For all the talk about getting rid of evolution in schools, I've always found it interesting that conservatives are fond of "Social Darwinism". The founder of this concept was a British philosopher named Herbert Spencer. The phrase "Survival of the Fittest", normally associated with biological evolution, was actually coined by Spencer in 1852, seven years before Darwin's "Origin of Species". Spencer was so intrigued by Darwin's work that he expanded his writings into a comprehensive economic theory. This economic theory should sound very familiar:
- "Society advances where its fittest members are allowed to assert their fitness with the least hindrance".
- On the other hand, the unfit should not be prevented from dying out.
- So, what kind of civilization is "fit?" His, of course. England and other "advanced" nations.
- Government has but two purposes - to defend the nation against foreign invasion, and to protect people and their property from criminals.
- Government should not help the poor. That only encourages laziness and vice.
- Public education is a bad idea, too, since it forces people to pay for others' education.
- All public regulation, including health laws, sanitation laws, housing laws, etc., interferes with the right of property owners, and therefore should be eliminated.
- Most taxation is merely confiscation of wealth, and therefore inhibits the natural evolution of society.
- Spencer's a 100% free trader, of course. If we remove all regulation, monopolies won't happen because of natual competition, and if companies did terrible things (like, say, sell meat infected with e. coli or mad cow disease), nobody would buy their products again, so they'd go out of business.
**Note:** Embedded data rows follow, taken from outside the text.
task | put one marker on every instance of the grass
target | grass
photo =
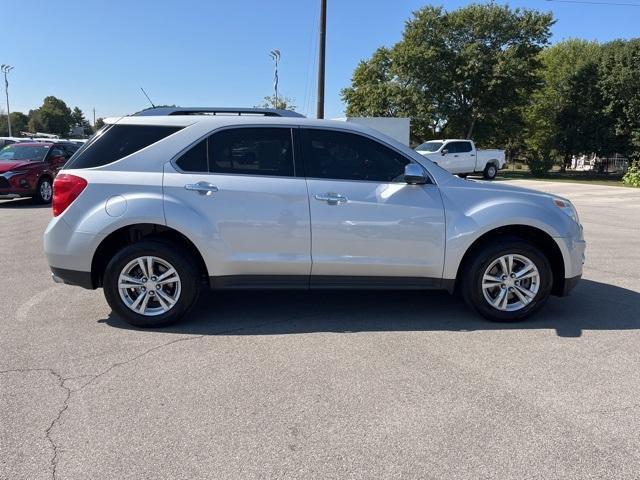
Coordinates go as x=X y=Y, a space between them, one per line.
x=609 y=180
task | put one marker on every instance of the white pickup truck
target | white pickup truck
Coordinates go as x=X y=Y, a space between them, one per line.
x=462 y=158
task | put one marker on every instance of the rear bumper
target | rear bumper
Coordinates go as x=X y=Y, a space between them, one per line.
x=72 y=277
x=8 y=194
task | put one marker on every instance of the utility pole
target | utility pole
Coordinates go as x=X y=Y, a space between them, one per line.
x=321 y=46
x=6 y=69
x=275 y=56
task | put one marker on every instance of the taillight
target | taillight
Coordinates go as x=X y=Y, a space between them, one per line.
x=66 y=189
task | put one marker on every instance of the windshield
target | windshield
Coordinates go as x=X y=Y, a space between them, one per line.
x=429 y=146
x=35 y=153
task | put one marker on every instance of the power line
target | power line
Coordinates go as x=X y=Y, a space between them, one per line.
x=586 y=2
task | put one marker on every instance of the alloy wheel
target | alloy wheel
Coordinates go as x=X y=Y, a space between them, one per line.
x=149 y=286
x=510 y=282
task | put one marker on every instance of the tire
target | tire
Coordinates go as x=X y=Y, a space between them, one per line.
x=490 y=171
x=484 y=261
x=153 y=312
x=44 y=191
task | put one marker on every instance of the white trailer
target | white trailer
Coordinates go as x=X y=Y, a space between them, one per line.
x=397 y=128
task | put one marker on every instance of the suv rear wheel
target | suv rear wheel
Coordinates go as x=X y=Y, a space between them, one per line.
x=150 y=284
x=507 y=281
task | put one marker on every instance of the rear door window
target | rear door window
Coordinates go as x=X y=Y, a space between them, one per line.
x=349 y=156
x=194 y=159
x=117 y=141
x=252 y=151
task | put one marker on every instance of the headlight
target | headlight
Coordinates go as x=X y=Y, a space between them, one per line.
x=567 y=207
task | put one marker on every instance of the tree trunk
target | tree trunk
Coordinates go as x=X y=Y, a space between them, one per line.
x=471 y=127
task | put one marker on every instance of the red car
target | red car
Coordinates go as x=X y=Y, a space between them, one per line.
x=27 y=169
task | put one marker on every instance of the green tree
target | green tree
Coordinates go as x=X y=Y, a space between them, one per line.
x=284 y=103
x=376 y=91
x=468 y=72
x=620 y=83
x=52 y=117
x=19 y=122
x=79 y=120
x=566 y=115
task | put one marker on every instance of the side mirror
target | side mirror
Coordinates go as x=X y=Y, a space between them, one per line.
x=414 y=174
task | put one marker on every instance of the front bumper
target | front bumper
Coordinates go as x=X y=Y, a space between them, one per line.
x=72 y=277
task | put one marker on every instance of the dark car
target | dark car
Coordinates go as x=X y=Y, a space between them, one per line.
x=27 y=169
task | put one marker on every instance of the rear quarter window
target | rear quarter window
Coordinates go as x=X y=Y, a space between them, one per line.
x=117 y=141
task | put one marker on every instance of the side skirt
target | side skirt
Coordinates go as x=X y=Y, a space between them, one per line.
x=303 y=282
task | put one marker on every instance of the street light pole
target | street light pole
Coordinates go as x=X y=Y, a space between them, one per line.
x=275 y=55
x=321 y=45
x=6 y=69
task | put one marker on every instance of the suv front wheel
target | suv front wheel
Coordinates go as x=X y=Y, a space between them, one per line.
x=507 y=281
x=150 y=284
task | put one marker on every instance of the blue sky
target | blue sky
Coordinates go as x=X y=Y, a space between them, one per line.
x=201 y=53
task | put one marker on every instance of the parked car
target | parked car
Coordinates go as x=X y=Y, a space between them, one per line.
x=154 y=208
x=4 y=141
x=462 y=158
x=27 y=169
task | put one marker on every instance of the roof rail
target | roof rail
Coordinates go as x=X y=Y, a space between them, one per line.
x=266 y=112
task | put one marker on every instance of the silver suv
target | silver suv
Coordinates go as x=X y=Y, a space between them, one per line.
x=154 y=208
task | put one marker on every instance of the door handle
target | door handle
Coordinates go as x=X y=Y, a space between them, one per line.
x=332 y=198
x=203 y=188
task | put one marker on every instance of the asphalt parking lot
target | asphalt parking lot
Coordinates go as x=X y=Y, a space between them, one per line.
x=324 y=385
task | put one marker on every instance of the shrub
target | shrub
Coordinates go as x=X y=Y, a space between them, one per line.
x=632 y=177
x=539 y=163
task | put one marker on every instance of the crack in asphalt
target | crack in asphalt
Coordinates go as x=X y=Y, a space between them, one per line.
x=65 y=404
x=68 y=391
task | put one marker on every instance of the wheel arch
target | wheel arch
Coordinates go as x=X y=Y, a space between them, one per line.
x=538 y=237
x=134 y=233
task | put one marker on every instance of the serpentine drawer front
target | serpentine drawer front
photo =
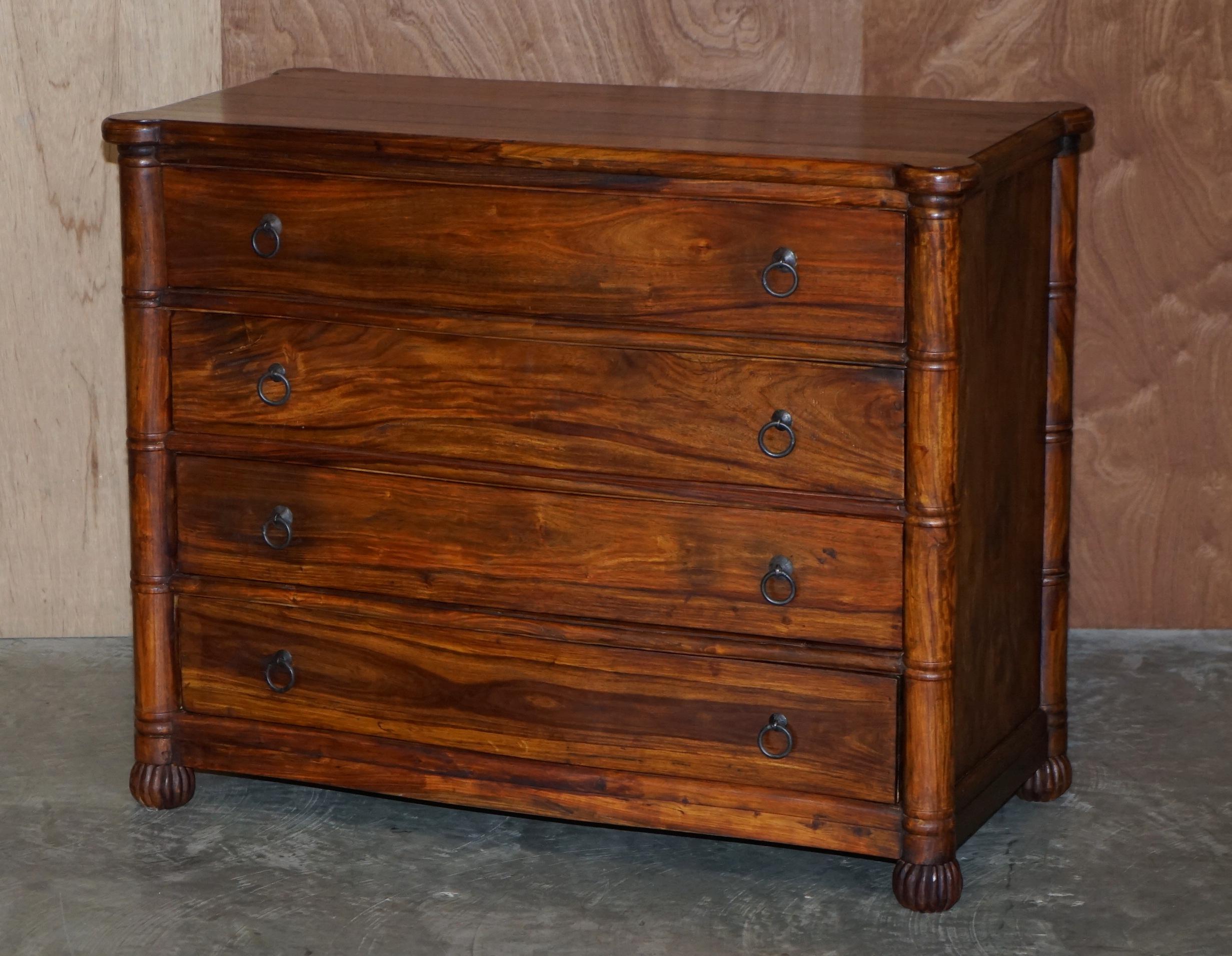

- Labor laws both infringe upon employers' rights and on the rights of the individual worker to negotiate individually with the employer.
My source for all this is the Consitutional Rights Foundation,
http://www.crf-usa.org/bria/bria19_2b.htm.
Spencer's ideas were adopted by two different groups, or maybe they weren't so different after all: the businessmen and politicians who created the "Gilded Age" of the robber barons, and supremacist groups in Europe and the U.S.
Bruce Springsteen has said that "Nobody wins unless everybody wins." That's the basis of liberal economic theory, isn't it? Cooperation is actually a good thing, and all are enhanced by it. It's immoral to let people starve or go without life-saving medication. It's immoral to allow companies to poison our air and water. It's immoral to discriminate in housing, employment, etc, or anything else.
Conservative economic theory sneers at this. It's all laissez-faire, survival of the fittest, buisness knows best stuff. When conservatives use the term "Free enterprise", and they do a lot, this is what they're talking about. Don't expect them to win a few battles and rest on their laurels - they want the whole program. Never forget that.